Die rasant wachsende Metropole Schanghai will sich offen präsentieren

Von Anna Guhl *

Erstmals in der Geschichte der Weltausstellungen findet eine Expo in einem Land statt, das sich selbst Entwicklungsland nennt.

Wenige Tage vor der Eröffnung der »Expo 2010« in Schanghai zweifelt niemand mehr daran, dass China, wie vor zwei Jahren die Olympischen Spiele in Peking, auch die Weltausstellung zu einer Show der Superlative nutzen wird. Nie zuvor haben sich so viele Aussteller zu einer Expo angemeldet.
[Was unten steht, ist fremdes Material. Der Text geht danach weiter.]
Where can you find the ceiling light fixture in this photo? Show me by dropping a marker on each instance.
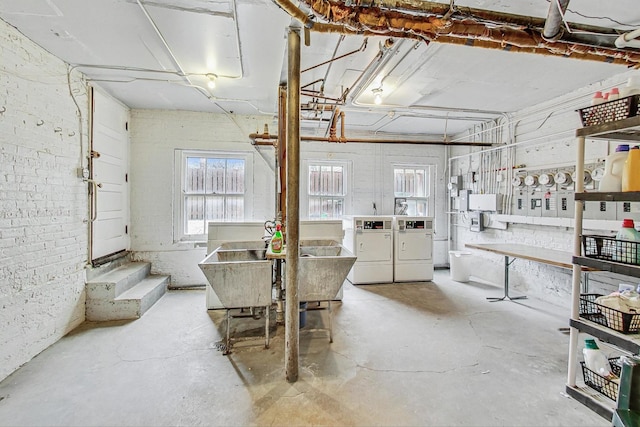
(377, 95)
(212, 80)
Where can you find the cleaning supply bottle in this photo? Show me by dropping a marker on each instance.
(277, 241)
(631, 171)
(627, 242)
(613, 168)
(594, 358)
(598, 98)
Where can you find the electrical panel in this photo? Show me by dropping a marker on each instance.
(477, 221)
(463, 199)
(535, 204)
(519, 202)
(602, 210)
(565, 203)
(550, 204)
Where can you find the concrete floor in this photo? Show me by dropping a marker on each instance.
(428, 354)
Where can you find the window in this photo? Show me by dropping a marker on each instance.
(213, 188)
(411, 189)
(327, 190)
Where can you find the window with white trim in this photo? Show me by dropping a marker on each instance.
(411, 186)
(327, 189)
(213, 188)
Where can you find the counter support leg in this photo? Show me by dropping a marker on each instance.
(507, 263)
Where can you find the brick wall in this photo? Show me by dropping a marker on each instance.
(43, 231)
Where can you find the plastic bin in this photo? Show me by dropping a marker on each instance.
(459, 267)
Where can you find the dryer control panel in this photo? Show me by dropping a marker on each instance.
(415, 224)
(373, 225)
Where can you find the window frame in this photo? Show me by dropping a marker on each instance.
(346, 186)
(180, 194)
(428, 185)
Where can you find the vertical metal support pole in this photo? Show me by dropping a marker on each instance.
(577, 271)
(506, 276)
(292, 301)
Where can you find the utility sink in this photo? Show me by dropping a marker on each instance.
(239, 274)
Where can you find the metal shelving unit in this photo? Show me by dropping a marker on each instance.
(622, 130)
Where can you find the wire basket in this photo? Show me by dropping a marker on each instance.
(611, 111)
(601, 384)
(627, 323)
(610, 249)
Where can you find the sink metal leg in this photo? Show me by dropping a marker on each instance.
(330, 323)
(266, 326)
(227, 346)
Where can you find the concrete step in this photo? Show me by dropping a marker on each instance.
(111, 284)
(130, 304)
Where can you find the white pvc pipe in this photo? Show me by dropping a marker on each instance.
(629, 39)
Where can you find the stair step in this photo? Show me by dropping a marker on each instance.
(131, 304)
(117, 281)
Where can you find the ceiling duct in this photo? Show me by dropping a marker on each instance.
(438, 22)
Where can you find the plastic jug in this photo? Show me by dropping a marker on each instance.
(595, 359)
(628, 241)
(277, 241)
(613, 168)
(631, 171)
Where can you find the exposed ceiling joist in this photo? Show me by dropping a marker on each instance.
(437, 22)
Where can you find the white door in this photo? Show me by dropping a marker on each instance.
(109, 171)
(373, 246)
(413, 245)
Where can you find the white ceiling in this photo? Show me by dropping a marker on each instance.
(156, 53)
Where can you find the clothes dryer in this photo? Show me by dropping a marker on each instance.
(370, 239)
(413, 249)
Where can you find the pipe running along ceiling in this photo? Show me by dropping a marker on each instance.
(443, 23)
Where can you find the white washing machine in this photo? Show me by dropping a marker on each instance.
(413, 249)
(370, 239)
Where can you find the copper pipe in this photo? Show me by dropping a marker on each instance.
(360, 49)
(517, 33)
(332, 129)
(282, 155)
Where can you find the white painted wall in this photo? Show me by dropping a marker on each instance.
(544, 135)
(43, 230)
(155, 135)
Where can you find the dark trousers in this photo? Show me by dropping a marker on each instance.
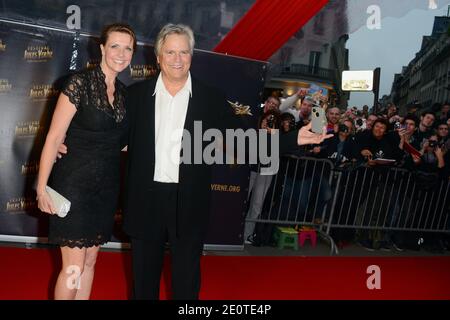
(185, 250)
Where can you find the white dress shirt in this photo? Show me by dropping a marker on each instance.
(170, 115)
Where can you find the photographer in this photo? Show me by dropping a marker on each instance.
(433, 152)
(376, 144)
(287, 122)
(259, 183)
(339, 149)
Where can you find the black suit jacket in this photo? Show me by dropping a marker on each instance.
(207, 105)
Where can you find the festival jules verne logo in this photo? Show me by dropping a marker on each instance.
(30, 168)
(37, 53)
(21, 204)
(5, 86)
(2, 46)
(43, 92)
(28, 128)
(142, 71)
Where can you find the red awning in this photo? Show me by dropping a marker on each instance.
(267, 26)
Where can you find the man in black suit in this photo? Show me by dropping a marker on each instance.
(166, 198)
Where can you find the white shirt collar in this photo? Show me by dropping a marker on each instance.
(160, 87)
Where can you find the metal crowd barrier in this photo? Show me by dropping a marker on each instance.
(312, 192)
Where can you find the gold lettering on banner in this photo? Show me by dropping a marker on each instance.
(142, 71)
(17, 205)
(225, 188)
(43, 92)
(5, 86)
(38, 53)
(30, 168)
(2, 46)
(29, 128)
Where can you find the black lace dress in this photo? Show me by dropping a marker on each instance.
(88, 175)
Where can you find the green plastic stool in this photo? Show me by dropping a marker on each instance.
(286, 238)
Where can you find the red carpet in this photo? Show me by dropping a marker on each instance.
(30, 274)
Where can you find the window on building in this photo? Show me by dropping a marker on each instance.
(314, 61)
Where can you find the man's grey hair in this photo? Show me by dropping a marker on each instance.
(171, 28)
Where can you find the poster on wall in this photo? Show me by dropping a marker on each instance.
(33, 67)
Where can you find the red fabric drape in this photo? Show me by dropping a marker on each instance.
(267, 26)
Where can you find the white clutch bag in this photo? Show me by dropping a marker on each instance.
(61, 204)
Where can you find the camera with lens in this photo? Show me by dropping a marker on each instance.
(270, 121)
(435, 144)
(343, 128)
(398, 126)
(359, 122)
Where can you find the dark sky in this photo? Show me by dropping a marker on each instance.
(390, 48)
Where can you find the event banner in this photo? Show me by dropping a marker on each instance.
(35, 61)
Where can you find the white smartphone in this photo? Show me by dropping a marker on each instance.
(318, 119)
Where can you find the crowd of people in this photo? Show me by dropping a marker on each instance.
(417, 141)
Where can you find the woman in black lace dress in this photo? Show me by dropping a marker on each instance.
(90, 119)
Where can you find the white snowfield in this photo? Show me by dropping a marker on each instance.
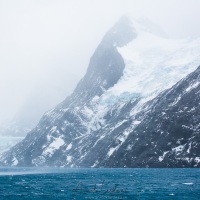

Lange sechs Monate werden sich rund 240 Länder, Regionen und Organisationen mit Ausstellungen in eigens errichteten Pavillons auf einer Fläche von mehr als fünf Quadratkilometern zum Thema »Better City, Better Life« (Bessere Stadt, besseres Leben) präsentieren. Mit einem geschätzten Gesamtetat von mehr als 3 Milliarden Euro will sich China mit der bislang teuersten und aufwendigsten Weltausstellung präsentieren. Auch die zu erwartende Besucherzahl von rund 70 Millionen wird alle bisherigen Rekorde sprengen.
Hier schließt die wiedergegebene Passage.